Вдруг метроном остановился и замер.
— Открывайте шампанское! — закричала Берггольц. — Ее объявляют!
И когда пробка выстрелила в потолок — может быть, это раздался первый в городе салют Победы, — голос Левитана, разорвав тишину весенней ночи над огромной страной, сказал, что фашистская Германия безоговорочно капитулировала.
Дом радио ликовал. Люди на улицах обнимались и плакали. А Ольга Берггольц торжествовала вдвойне: победно окончилась не только война, но и бессменная вахта блокадного поэта. Так думала Берггольц. Теперь она вернется в свою квартиру и будет лишь изредка приходить на Малую Садовую в Дом радио, как будут приходить сюда многие другие писатели.
Но никогда не сможет она забыть этот дом, откуда так часто говорила с Ленинградом:
Я знаю, слишком знаю это зданье.
И каждый раз, когда иду сюда,
все кажется, что вышла на свиданье
сама с собой, такой же, как тогда.
Но это больше, чем воспоминанье.
…………………………………………
Здесь, как в бреду, все было смещено:
здесь умирали, стряпали и ели,
а те, кто мог еще
вставать с постелей,
пораньше утром,
растемнив окно,
в кружок усевшись,
перьями скрипели.
…………………………………………
И, спаяны сильней, чем кровью рода,
родней, чем дети одного отца,
сюда зимой сорок второго года
сошлись — сопротивляться до конца.
Нет, вахта поэта не окончилась с Победой. Блокада не уходила из сердца. Стынет в почтительной тишине музея блокадная комната, освещенная тусклым зимним светом. Железная печка-времянка и репродуктор на стене — сердце и мозг печального жилья. Комната в Музее истории Ленинграда мертва. Но она могла бы ожить, если б из черной «тарелки» репродуктора зазвучал знакомый ленинградцам женский голос, ставший в дни блокады позывными человеческой надежды. Пусть свои стихи читает Ольга Берггольц. Пусть голос блокадной музы Ленинграда, запечатленный на магнитной ленте, — а такая запись есть, — звучит здесь всегда, даже тогда, когда блокада станет далека людям, как осада Карфагена или Трои. Пусть это происходит не только потому, что «поэзия в те дни в Ленинграде приняла на себя благородное бремя почти всего искусства», как сказала Берггольц, но и потому, что стихи поэта, радиоразговоры, очерки, фельетоны подняли и пронесли сквозь огонь благородное бремя почти всей поэзии и почти всего искусства.

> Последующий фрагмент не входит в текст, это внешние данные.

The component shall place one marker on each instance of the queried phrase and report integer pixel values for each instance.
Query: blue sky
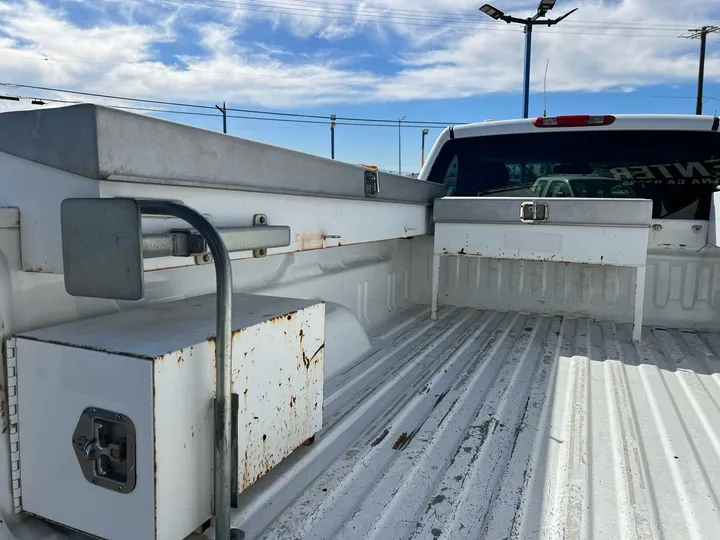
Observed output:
(432, 60)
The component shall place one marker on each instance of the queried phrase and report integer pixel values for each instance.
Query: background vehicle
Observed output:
(525, 410)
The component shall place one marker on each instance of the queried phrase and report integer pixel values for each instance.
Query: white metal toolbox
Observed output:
(115, 413)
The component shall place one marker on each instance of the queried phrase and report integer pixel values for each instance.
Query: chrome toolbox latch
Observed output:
(104, 444)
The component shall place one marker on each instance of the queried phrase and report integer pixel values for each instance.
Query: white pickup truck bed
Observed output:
(505, 425)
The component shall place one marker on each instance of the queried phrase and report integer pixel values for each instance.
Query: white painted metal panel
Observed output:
(714, 229)
(37, 191)
(278, 360)
(315, 223)
(626, 246)
(55, 385)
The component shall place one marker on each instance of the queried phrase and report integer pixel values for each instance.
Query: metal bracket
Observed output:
(372, 183)
(259, 220)
(104, 444)
(534, 212)
(11, 367)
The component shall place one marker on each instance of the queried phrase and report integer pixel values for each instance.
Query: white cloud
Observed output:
(458, 58)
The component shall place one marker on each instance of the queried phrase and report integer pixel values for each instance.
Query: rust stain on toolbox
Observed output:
(281, 406)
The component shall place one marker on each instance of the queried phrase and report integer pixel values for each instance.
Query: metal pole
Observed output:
(701, 77)
(400, 146)
(526, 82)
(223, 354)
(332, 135)
(422, 159)
(223, 110)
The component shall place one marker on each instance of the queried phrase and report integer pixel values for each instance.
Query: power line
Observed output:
(701, 33)
(347, 120)
(215, 115)
(380, 15)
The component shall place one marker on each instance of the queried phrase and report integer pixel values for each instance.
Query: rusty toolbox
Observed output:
(115, 413)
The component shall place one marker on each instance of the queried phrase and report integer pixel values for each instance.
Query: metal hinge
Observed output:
(12, 422)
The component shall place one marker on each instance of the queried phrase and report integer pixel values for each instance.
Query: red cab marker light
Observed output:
(582, 120)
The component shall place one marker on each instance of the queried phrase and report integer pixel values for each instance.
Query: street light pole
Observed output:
(333, 118)
(223, 110)
(543, 7)
(702, 33)
(422, 160)
(526, 79)
(404, 117)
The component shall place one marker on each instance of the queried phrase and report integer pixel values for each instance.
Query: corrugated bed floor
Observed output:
(504, 425)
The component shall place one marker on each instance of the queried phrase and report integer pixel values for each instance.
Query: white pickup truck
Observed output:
(404, 364)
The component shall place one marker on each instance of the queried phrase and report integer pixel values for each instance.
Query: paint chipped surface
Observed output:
(503, 425)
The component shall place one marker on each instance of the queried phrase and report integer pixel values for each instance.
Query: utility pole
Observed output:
(223, 110)
(333, 118)
(543, 7)
(422, 161)
(701, 33)
(404, 117)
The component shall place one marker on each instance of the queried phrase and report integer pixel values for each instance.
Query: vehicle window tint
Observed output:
(677, 170)
(540, 187)
(559, 189)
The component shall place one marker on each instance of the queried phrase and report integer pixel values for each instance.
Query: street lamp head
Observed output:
(546, 5)
(491, 11)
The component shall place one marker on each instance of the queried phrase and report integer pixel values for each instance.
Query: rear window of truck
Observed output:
(677, 170)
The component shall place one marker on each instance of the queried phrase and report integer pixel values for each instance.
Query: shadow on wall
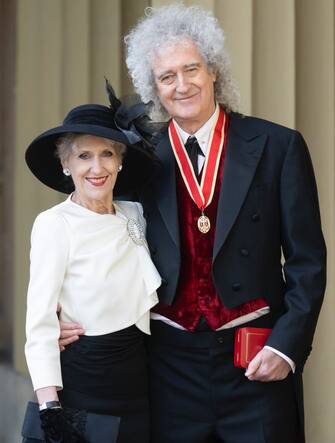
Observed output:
(16, 391)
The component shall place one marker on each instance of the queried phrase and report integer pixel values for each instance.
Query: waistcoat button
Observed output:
(244, 252)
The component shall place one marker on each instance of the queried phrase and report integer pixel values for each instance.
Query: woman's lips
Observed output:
(97, 181)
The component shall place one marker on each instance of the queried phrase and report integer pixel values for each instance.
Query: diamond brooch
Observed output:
(136, 232)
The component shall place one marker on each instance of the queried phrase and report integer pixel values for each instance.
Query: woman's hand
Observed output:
(69, 332)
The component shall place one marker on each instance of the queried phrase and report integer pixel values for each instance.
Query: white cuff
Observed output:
(285, 357)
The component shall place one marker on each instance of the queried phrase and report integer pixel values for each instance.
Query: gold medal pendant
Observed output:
(204, 224)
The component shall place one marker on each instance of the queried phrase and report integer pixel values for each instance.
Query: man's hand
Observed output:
(69, 332)
(267, 366)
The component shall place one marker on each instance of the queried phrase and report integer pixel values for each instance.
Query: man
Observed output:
(220, 211)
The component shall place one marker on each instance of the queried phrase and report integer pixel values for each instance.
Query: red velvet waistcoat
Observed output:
(196, 295)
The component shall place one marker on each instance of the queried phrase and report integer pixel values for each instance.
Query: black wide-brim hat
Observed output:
(91, 119)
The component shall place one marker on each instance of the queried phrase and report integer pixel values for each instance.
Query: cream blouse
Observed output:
(96, 268)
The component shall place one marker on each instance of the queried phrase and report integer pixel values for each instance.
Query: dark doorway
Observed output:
(7, 149)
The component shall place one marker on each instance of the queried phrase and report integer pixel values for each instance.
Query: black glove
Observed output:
(58, 428)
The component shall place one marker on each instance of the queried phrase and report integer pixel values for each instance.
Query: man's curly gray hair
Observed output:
(170, 24)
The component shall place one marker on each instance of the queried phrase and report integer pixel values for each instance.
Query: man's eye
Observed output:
(192, 70)
(167, 79)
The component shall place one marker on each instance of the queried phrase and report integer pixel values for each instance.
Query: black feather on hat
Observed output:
(101, 121)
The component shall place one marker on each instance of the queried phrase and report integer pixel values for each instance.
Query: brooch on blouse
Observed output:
(136, 232)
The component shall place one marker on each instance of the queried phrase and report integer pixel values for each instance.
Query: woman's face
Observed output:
(93, 163)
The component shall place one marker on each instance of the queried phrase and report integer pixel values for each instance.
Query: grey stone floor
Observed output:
(15, 391)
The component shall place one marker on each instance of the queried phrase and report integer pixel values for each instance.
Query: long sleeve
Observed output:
(305, 255)
(48, 262)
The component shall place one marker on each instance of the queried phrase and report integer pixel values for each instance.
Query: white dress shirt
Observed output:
(203, 136)
(89, 263)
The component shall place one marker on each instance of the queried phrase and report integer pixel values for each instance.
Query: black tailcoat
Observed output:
(268, 206)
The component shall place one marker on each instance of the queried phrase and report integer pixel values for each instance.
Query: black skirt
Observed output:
(106, 374)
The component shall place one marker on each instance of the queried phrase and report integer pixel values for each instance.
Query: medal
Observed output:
(202, 193)
(204, 224)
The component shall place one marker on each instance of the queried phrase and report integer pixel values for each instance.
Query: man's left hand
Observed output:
(267, 366)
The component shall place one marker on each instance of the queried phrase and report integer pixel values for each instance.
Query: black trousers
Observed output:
(198, 396)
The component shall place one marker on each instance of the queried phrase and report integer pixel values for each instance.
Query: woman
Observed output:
(89, 254)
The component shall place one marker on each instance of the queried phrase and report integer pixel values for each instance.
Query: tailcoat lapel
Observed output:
(166, 188)
(243, 154)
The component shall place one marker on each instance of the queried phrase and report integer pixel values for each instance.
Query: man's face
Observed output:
(184, 84)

Я видел у Ольги Федоровны бесценные материалы. Предвоенные и блокадные дневники. Десятки тысяч писем читателей и слушателей. Фельетоны в лицах «Пятое время года» и «Фюрер гадает». Рукописи многих других давно прошедших в эфир и неопубликованных передач. Тетрадку под названием «Учет работы» — в ней очень мелким почерком перечислены передачи, написанные Берггольц в течение войны. Первая запись — июнь сорок первого года: «Гаденький дяденька», стихотворный фельетон про паникеров и разносчиков слухов. Возле него, как и после многих других записей, стоит пометка: «н. о.» — «не опубликовано». А опубликованное знают все: из маленькой квартиры на Черной речке в Ленинграде светили людям дневные звезды: «Я хочу, чтобы душа моя, чтобы книги мои, то есть душа, открытая всем, была бы такой, как тот колодец, который отражает и держит в себе дневные звезды — чьи-то души, жизни и судьбы… нет, точнее: души и судьбы моих современников и сограждан».